From Legend to Market
Tea was discovered, the story goes, by a Chinese emperor living in about 2700 b.c. As he sat in the shade of a wild tea plant, a few leaves fell into his cup of hot water. He took a sip, and the rest is delicious history.
Historians trace tea’s first use to China in the twenty-eighth century b.c., but written references to it don’t appear until the third century b.c. The Chinese gathered tea leaves from wild plants until a.d. 600, when they began cultivation to satisfy demand for it—tea had become a popular medicinal tonic and beverage. Those associated with the tea trade prospered, including manufacturers of exquisite tea ware.
In about a.d. 800, a Buddhist monk studying in China took some seeds of a tea plant home with him to Japan, where cultivation of the plant soon began. Buddhists drank tea to stay awake during meditation and, in the twelfth century, the Japanese combined Buddhist beliefs and tea drinking into a ceremony of spiritual rejuvenation and harmony with the universe (the Japanese Tea Ceremony is still practiced today). Europeans trading in the China Sea discovered tea in the seventeenth century, and by the late 1700s it was widely consumed throughout Europe.
Today, tea is the second most consumed beverage in the world (water is first). About 2.5 million tons of tea leaves are produced annually, according to the University of Texas Center for Alternative Medicine Research in Cancer. Green tea is most popular in Japan and China, where its consumption accounts for about a fifth of all tea consumed worldwide.

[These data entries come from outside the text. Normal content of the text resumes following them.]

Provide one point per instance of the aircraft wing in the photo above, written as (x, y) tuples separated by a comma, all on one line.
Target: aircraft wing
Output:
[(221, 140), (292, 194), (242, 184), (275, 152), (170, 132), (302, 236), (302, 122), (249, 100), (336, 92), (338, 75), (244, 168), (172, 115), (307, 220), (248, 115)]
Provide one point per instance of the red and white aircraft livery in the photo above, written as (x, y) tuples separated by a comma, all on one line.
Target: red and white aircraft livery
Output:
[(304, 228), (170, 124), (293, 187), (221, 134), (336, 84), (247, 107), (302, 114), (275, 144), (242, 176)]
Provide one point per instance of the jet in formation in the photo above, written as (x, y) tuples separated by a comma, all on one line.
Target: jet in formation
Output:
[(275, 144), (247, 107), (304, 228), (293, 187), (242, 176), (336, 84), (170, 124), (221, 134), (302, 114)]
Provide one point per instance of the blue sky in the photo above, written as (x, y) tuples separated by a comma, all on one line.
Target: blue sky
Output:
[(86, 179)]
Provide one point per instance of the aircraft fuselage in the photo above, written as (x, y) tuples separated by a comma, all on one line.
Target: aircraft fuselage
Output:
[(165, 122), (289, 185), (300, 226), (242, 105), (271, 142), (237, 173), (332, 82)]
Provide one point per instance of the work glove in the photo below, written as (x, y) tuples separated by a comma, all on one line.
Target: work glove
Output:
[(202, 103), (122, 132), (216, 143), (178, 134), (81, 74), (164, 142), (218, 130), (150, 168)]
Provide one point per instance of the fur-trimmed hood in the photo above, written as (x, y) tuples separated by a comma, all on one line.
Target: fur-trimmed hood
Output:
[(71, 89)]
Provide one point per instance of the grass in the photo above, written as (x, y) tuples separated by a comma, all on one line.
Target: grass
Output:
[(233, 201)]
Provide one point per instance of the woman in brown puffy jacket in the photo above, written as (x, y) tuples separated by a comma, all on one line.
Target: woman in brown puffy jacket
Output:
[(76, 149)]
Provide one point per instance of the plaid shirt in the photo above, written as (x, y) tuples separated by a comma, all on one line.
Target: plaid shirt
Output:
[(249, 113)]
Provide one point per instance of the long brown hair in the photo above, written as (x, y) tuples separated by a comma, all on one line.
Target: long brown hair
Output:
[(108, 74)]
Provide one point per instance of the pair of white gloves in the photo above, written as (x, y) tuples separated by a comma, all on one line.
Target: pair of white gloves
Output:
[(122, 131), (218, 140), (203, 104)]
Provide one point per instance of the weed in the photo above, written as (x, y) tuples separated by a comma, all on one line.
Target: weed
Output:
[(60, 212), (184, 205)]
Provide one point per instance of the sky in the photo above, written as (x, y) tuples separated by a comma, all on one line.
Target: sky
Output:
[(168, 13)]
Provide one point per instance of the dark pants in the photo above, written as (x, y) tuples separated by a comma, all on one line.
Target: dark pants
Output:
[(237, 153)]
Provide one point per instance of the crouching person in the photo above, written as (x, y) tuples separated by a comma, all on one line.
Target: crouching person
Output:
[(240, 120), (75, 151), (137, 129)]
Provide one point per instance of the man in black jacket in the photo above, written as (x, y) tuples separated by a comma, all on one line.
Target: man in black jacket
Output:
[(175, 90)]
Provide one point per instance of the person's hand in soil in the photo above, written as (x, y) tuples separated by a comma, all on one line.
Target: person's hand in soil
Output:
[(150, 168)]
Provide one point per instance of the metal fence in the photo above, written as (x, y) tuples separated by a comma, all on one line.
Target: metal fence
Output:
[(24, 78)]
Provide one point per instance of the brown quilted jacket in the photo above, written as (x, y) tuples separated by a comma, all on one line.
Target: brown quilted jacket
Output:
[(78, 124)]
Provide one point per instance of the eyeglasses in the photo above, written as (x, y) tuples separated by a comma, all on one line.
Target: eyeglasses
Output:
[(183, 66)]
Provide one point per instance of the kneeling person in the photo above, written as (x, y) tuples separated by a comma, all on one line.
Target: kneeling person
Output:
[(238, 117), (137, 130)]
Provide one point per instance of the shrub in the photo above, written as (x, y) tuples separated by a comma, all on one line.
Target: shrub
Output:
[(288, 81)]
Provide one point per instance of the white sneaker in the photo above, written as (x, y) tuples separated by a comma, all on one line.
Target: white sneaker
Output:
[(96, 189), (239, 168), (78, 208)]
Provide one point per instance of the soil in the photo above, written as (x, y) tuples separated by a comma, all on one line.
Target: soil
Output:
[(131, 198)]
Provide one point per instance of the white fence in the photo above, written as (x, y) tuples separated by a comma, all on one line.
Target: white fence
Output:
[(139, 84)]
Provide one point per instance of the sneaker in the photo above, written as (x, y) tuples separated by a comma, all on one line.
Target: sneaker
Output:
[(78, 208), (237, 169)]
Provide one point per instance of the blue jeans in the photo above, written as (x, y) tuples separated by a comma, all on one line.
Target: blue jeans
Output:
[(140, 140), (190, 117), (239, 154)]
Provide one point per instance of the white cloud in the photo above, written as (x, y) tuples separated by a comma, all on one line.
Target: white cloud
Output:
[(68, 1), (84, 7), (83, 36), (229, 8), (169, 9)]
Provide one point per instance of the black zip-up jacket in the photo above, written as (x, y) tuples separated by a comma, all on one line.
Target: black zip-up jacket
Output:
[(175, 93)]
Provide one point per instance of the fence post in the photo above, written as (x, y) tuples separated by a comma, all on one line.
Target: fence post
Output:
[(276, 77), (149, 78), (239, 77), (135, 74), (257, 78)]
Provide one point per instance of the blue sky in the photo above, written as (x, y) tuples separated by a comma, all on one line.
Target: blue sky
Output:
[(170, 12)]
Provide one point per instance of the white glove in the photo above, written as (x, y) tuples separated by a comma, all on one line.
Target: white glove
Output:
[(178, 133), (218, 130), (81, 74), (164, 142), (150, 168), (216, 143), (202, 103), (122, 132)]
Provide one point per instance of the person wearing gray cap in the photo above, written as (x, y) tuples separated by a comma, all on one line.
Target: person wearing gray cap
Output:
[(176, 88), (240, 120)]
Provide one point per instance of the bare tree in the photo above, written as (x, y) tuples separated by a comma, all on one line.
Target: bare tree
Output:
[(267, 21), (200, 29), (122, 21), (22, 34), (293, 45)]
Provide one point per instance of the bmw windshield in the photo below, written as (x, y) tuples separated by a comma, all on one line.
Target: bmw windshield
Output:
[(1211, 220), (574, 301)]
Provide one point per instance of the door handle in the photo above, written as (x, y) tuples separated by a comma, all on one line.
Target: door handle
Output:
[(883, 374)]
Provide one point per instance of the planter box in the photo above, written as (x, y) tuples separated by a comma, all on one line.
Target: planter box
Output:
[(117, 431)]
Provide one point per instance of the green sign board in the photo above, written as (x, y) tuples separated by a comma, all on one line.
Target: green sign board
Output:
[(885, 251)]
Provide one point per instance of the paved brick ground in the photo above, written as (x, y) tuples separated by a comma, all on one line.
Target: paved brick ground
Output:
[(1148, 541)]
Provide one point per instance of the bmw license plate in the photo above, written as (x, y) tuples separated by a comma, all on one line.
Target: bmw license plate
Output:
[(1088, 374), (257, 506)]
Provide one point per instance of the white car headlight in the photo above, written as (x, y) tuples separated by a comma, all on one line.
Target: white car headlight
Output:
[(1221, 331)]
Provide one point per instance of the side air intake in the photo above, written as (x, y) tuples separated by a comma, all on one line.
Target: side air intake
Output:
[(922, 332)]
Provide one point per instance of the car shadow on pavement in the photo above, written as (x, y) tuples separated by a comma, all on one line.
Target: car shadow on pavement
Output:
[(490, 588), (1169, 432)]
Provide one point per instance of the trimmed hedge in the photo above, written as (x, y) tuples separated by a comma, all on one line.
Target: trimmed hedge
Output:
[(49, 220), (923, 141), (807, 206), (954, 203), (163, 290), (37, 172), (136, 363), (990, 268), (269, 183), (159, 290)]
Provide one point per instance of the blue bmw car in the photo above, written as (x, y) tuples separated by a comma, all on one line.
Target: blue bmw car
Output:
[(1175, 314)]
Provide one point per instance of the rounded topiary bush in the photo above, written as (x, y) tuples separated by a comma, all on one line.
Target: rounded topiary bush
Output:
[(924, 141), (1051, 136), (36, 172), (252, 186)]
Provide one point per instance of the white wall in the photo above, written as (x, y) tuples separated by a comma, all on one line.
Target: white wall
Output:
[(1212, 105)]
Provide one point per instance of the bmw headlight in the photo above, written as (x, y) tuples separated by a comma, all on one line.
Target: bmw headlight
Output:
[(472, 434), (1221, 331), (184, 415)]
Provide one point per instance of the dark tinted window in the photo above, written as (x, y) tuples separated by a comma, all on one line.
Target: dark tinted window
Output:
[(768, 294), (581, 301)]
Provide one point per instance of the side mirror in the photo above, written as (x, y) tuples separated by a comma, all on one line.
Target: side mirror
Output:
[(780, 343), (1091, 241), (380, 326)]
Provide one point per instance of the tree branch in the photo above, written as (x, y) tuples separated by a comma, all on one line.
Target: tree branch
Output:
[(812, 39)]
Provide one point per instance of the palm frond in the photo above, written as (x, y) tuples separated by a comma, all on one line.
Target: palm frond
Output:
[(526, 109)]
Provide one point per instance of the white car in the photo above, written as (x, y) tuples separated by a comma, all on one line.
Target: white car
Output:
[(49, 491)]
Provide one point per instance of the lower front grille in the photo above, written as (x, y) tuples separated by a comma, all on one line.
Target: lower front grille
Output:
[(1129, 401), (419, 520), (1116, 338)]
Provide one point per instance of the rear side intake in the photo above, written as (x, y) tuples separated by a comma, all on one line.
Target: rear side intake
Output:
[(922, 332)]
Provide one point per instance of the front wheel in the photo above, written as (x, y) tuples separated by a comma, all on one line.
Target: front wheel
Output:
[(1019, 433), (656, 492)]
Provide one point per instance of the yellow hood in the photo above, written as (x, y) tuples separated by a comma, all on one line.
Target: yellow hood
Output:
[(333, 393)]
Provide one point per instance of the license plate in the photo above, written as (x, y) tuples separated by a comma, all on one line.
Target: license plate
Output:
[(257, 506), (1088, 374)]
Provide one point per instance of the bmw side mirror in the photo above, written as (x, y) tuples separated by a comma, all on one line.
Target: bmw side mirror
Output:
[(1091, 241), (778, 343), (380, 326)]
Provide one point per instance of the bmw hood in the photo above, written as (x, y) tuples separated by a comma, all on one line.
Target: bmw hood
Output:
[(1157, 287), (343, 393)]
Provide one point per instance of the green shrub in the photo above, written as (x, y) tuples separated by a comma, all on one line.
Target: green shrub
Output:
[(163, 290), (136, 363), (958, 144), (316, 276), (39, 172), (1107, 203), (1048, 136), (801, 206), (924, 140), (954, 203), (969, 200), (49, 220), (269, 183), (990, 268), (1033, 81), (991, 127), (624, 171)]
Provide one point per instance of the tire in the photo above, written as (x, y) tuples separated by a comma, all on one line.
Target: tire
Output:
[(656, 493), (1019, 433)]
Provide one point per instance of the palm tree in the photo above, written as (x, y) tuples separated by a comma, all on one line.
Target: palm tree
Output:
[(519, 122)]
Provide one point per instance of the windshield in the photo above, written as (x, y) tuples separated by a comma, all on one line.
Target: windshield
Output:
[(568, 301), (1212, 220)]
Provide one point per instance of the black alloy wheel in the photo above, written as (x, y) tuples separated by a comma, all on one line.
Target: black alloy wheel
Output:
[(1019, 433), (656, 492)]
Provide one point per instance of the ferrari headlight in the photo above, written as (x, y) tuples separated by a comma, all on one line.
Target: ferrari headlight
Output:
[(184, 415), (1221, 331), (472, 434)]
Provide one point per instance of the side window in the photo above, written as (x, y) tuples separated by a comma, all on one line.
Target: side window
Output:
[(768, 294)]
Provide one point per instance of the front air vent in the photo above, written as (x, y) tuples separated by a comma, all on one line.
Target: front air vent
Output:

Tea’s many names represent the country of origin (Ceylon, for example, today known as Sri Lanka), the district (such as Darjeeling), the grade or size of the processed leaf (pekoe), or the manufacturing process (green tea is unfermented, oolong is semi-fermented, and black tea is fermented). India is the world’s largest tea grower, producing 672 million pounds a year; China produces 600 million pounds, of which only 70 million are exported.